I was decided when it became clear that the American occupation, overseen by a proconsul with a penchant for issuing diktats, did not come near scratching the itch of ordinary Iraqis for economic reform, rebuilding of infrastructure and political equity.
And, yes, how could I have been undecided as he called Ariel Sharon “a man of peace” to whom he gave carte blanche to do as he pleased in Palestine? Undecided as I watched, in recent days, images of Israeli troops ravaging Gaza, deploying 60-ton Merkava tanks, AH-64 Apache helicopters and unmanned aerial drones firing into congested refugee camps, images that one watched in tandem with footage of the violence in Iraq, with American troops poised to fight for control of Fallujah in a battle that promises to be both bloody and nasty?
I’m totally decided about George W. Bush, a man whose administration, by its unilateralist and, yes, imperialist posture, has alienated the entire world against the US.
His name, just days before the election, is on everybody’s lips, but what his administration has wrought is on everybody’s mind.
I wonder if, in the end, George W. Bush’s crowd, dominated by neoconservatives such as Secretary of Defense Donald Rumsfeld, Vice President Dick Cheney, Under Secretary of Defense Douglas Feith, and Deputy Secretary of Defense Paul Wolfowitz, brusque men with an ambitious and inflexible ideological agenda, were not after all (and indulge me here for a moment) a kind of American Taleban who, convinced that they were in possession of an exclusive arsenal of insight, went about dictating how the rest of the world should succumb to their literal, unyielding and histrionic interpretation of the sacred texts of neoconservatism.
To that extent, the neoconservative creed, like of that Taleban, is the ultimate code of the bully, for it seeks to impose on the fragile plurality of human conduct — in this case international relations — an artificial ideal of what constitutes right and wrong.
OK, OK, we know the neocons are no ninnies — they want the world and they want it now — but Taleban?
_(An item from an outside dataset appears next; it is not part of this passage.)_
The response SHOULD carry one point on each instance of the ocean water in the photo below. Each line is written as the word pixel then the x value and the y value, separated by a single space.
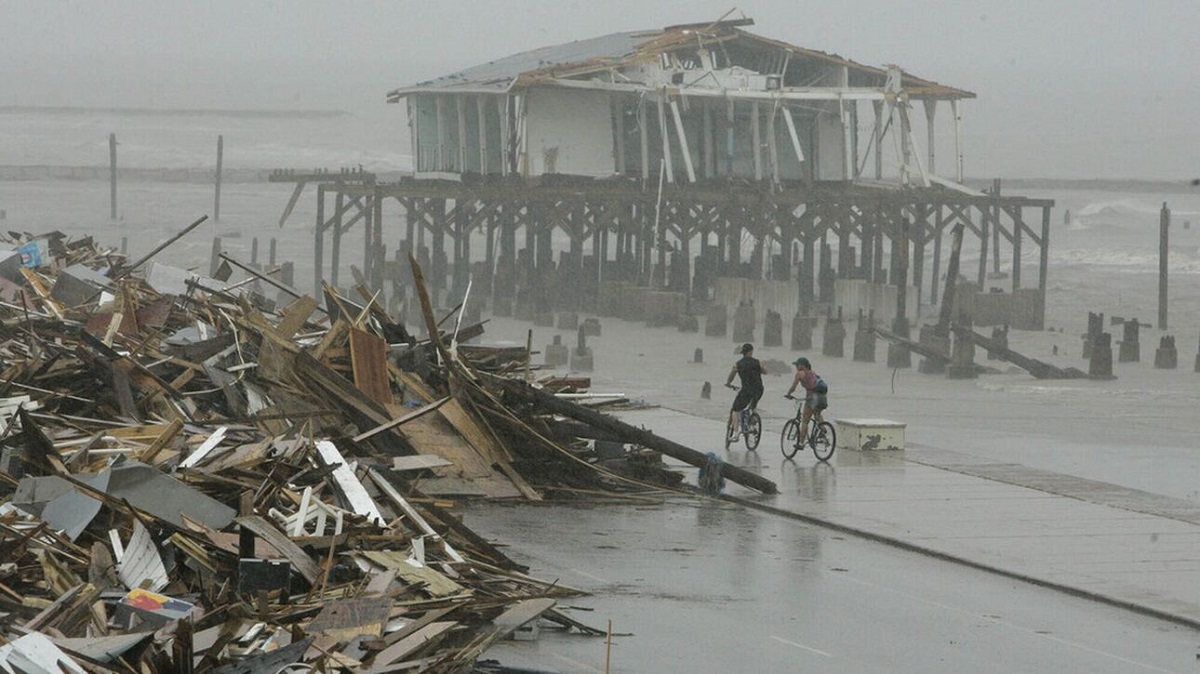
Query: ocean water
pixel 1104 240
OK, then, let’s just say that in their Hobbesian view of the world, their Huntington-Lewis conception of “Islamic terrorism,” they projected on a man from Tikrit called Saddam Hussein (the pathetic appeal from the hole in the ground was: “Don’t shoot, I’m the president of Iraq!”) their own neoconservative mindset.
These folks had come to office itching to cut to the chase in Iraq, finish the job started in 1991, force Colin Powell to join them (effectively drinking the Kool Aid), humble Syria and Iran by breaking their legs, and then sit back and watch their vision for a reordered, no longer recalcitrant Middle East prevail. Meanwhile, they urinated on everybody’s wedding cake all the way from Paris to Bonn and from Cairo to New Delhi.
And what did they achieve in the end? Not an Iraq that is a “beacon of democracy,” a light unto the nations in the region, as some of us had innocently hoped at one time, but an Iraq that is a killing field, a blight unto the countries of the Arab world.
Oh, ya, I’m decided all right. Have been for a long while. So give me wide berth as I enter that polling booth a few days from now.